Identifiers
- Symbol: USP26
- NCBI gene: 83844
- HGNC: 13485
- OMIM: 300309
- RefSeq: NM_031907
- UniProt: Q9BXU7

Other data
- EC number: 3.1.2.15
- Locus: Chr. X q26.2

Search for
- Structures: Swiss-model
- Domains: InterPro

= USP26 =

Mammalian protein found in Homo sapiens

USP26 is a peptidase enzyme. The USP26 gene is an X-linked gene exclusively expressed in the testis and it codes for the ubiquitin-specific protease 26. The USP26 gene is found at Xq26.2 on the X-chromosome as a single exon.

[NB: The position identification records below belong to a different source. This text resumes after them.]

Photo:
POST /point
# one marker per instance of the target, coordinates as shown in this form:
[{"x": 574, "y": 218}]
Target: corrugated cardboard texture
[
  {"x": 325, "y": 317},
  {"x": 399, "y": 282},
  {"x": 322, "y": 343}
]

The enzyme that this gene encodes comprises 913 amino acid residues and it is 104 kilodalton in size, which is transcribed from a sequence of 2794 nucleotide base-pairs on the X-chromosome. The USP26 enzyme is a deubiquitinating enzyme that places a very significant role in the regulation of protein turnover during spermatogenesis. It is a testis-specific enzyme that is solely express in spermatogonia and can prevent the degradation of ubiquitinated USP26 substrates.

Recent research has suggested that defects in USP26 may be involved in some cases of male infertility, specifically Sertoli cell-only syndrome, and an absence of sperm in the ejaculate (azoospermia).